Edit: It seems quite possible that even the simplest such ‘answers’ could require many years of full time effort to understand, putting it beyond most if not all human memory capacity. i.e. By the end even those who ‘learned’ it will have forgotten many parts near the beginning.
(Upvoted since your questions seem reasonable and I’m not sure why you got downvoted.)
I see two ways to achieve some justifiable confidence in philosophical answers produced by superintelligent AI:
Solve metaphilosophy well enough that we achieve an understanding of philosophical reasoning on par with mathematical reason, and have ideas/systems analogous to formal proofs and mechanical proof checkers that we can use to check the ASI’s arguments.
We increase our own intelligence and philosophical competence until we can verify the ASI’s reasoning ourselves.
I blame science, math, engineering, entrepreneurship.
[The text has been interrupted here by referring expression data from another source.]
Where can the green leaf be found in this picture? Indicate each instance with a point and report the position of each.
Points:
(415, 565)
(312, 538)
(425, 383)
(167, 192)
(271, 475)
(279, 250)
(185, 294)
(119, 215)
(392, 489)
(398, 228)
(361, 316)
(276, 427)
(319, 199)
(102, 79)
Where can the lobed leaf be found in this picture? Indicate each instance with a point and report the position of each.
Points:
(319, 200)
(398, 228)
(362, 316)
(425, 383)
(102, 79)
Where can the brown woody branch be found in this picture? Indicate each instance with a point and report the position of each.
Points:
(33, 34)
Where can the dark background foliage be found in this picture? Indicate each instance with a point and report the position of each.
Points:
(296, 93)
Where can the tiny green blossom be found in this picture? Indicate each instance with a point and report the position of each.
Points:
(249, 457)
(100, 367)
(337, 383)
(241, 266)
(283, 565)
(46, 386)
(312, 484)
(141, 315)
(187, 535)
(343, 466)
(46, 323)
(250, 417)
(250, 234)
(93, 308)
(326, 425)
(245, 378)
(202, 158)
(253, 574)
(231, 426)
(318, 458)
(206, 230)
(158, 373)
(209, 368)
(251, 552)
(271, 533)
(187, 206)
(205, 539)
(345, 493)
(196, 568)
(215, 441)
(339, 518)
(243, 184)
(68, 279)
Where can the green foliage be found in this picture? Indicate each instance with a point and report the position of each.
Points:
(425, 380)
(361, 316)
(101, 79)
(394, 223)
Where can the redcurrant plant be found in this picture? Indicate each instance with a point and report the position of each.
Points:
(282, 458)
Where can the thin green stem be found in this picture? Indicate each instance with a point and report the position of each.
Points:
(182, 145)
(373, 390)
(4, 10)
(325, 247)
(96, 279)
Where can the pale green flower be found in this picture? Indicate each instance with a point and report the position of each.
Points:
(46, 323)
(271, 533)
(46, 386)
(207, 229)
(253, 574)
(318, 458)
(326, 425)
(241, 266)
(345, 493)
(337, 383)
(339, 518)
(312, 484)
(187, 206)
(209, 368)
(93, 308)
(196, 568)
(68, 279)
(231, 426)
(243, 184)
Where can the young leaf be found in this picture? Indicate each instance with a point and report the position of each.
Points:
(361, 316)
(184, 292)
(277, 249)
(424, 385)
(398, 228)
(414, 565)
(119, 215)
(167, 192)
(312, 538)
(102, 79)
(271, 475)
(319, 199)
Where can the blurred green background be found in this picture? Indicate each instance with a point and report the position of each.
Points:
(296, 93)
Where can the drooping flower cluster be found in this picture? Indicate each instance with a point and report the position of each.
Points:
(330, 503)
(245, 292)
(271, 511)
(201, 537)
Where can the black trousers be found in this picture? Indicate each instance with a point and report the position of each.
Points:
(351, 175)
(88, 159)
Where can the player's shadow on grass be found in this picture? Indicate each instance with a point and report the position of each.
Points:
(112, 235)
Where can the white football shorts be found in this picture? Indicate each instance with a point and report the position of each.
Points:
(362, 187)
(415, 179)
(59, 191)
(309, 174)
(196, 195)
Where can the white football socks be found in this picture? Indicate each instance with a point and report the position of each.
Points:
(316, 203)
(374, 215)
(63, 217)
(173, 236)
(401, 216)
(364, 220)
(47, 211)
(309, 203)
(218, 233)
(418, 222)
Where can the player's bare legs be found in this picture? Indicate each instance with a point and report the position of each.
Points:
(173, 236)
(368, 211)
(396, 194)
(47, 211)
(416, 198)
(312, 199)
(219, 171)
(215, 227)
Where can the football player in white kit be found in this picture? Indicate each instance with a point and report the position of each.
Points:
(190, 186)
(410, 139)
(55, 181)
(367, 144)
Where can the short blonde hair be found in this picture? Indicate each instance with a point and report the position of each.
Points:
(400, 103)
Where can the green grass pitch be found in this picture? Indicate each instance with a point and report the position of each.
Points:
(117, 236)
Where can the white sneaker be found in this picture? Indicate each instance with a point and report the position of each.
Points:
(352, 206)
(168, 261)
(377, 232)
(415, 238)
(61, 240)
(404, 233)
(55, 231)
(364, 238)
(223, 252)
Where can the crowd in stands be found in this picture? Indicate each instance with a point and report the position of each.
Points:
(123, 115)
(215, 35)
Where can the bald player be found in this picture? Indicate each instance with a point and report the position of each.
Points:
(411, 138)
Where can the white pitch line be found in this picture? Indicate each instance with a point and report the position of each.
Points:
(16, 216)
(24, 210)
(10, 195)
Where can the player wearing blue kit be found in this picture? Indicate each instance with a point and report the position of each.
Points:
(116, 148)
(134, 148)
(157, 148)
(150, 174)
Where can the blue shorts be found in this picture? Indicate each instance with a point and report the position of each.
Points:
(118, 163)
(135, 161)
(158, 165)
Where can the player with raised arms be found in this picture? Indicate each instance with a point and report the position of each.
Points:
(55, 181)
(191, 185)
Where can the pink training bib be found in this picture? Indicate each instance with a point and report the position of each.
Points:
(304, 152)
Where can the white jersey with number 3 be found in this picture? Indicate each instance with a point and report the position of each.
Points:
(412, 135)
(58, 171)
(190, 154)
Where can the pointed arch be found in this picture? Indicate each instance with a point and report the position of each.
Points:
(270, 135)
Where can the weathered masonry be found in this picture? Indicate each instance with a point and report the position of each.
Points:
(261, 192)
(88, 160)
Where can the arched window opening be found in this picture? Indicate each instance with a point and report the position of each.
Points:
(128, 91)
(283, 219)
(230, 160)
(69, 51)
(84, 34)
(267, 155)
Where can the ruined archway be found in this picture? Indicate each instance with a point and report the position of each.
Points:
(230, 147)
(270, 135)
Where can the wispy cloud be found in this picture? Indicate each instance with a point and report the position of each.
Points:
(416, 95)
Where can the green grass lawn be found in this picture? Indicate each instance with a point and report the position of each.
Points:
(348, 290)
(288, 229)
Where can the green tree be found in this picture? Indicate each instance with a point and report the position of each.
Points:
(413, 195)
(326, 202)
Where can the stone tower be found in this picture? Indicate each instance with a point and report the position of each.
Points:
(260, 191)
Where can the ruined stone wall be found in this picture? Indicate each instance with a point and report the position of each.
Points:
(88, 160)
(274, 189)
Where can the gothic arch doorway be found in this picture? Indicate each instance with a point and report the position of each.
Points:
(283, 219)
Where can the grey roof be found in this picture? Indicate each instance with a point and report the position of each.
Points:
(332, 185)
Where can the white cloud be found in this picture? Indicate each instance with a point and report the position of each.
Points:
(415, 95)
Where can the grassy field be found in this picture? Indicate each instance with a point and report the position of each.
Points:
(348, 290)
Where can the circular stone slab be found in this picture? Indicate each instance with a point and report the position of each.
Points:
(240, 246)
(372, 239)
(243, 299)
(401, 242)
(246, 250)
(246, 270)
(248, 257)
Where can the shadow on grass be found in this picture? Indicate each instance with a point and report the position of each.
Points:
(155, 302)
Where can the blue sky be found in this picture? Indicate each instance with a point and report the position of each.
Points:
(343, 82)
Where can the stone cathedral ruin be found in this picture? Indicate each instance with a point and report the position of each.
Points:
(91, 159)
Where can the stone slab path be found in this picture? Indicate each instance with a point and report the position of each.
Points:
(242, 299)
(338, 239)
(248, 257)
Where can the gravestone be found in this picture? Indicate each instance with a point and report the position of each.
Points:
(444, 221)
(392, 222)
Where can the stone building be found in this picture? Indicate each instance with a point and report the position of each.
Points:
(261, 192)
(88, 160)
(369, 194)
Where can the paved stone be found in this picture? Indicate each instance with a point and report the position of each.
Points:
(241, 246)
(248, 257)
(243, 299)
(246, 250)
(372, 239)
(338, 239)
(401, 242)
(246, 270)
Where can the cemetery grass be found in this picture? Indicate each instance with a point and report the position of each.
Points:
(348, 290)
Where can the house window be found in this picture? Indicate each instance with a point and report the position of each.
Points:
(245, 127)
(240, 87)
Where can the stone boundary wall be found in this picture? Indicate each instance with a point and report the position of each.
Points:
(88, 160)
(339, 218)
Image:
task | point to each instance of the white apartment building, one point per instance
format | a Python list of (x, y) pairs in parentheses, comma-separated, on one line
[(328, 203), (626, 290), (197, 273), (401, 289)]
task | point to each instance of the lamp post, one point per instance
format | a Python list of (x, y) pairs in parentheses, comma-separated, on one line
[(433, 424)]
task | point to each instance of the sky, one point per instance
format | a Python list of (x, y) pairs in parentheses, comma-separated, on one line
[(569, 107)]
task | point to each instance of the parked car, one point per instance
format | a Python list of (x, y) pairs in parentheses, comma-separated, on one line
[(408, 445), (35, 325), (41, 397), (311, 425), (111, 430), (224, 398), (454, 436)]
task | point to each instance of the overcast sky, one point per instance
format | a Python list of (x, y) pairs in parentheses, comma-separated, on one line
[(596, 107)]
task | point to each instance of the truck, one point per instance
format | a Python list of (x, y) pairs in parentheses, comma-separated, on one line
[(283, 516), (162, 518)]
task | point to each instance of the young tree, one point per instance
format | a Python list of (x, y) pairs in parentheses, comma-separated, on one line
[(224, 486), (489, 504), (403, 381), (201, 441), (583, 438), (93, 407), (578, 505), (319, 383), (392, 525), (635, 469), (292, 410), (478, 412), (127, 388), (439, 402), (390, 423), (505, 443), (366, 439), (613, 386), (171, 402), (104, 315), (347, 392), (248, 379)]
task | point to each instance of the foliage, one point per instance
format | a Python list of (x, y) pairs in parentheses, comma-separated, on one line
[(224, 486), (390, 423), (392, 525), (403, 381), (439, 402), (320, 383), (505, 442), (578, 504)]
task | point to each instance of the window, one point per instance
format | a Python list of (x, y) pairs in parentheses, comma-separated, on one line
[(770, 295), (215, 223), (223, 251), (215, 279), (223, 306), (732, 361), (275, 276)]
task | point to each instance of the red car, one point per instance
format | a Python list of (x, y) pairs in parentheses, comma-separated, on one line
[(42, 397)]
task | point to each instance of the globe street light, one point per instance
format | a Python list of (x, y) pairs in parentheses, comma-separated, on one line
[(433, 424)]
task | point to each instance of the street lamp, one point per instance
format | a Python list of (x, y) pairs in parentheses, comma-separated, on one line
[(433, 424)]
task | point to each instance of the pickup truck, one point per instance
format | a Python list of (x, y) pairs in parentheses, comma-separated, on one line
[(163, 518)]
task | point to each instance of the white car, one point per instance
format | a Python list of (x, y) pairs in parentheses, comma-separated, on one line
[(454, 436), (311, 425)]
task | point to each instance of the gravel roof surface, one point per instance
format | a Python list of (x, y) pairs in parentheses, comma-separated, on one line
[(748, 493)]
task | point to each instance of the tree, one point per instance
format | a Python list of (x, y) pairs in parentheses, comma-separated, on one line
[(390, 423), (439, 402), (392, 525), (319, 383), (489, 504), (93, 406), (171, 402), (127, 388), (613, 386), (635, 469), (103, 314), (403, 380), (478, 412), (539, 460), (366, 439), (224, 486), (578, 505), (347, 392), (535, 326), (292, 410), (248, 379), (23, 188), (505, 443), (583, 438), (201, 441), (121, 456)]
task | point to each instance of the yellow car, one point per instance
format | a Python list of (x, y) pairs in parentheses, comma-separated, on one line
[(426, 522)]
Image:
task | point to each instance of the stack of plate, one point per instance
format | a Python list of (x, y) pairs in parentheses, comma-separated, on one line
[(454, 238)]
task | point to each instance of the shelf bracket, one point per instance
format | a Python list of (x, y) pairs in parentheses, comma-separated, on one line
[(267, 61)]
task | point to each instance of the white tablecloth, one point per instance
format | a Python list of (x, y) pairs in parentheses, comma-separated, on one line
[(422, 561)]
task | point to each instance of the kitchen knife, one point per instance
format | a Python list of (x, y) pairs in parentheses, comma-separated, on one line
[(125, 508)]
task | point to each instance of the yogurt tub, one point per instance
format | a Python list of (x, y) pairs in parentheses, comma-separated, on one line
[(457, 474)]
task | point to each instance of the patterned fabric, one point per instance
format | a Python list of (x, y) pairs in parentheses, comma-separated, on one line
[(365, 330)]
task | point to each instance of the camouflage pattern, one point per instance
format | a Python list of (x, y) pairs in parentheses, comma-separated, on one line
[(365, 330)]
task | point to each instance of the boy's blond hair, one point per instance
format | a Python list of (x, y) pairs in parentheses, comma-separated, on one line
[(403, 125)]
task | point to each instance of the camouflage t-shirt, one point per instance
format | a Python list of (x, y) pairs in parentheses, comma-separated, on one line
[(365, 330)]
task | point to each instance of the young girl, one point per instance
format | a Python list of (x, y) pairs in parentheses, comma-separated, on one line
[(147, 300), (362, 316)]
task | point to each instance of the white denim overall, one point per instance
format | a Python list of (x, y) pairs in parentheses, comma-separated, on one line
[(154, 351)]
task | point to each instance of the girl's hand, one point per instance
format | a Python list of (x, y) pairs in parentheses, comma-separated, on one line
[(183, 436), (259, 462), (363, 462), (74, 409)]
Philosophy is the practice of the esoteric method, meaning it can’t be made truly legible for very long stretches of investigation. This results in accumulation of anti-epistemic hazards, which science doesn’t particularly need to have tools for dealing with, because it can filter its reasoning through frequent transitions into legibility.
Philosophy can’t rely on such filtering through legibility, it has to maintain sanity the hard way. But as philosophy enviously looks at the more successful endeavors of science, it doesn’t see respect for such methods of maintaining sanity in its reasoning, instead it sees that merely moving fast and breaking things works very well. And so the enthusiasm for their development wanes, instead philosophy remains content with the object level questions that investigate particular truths, rather than methods for getting better at telling which cognitive algorithms can more robustly arrive at truths (rationality, metaphilosophy).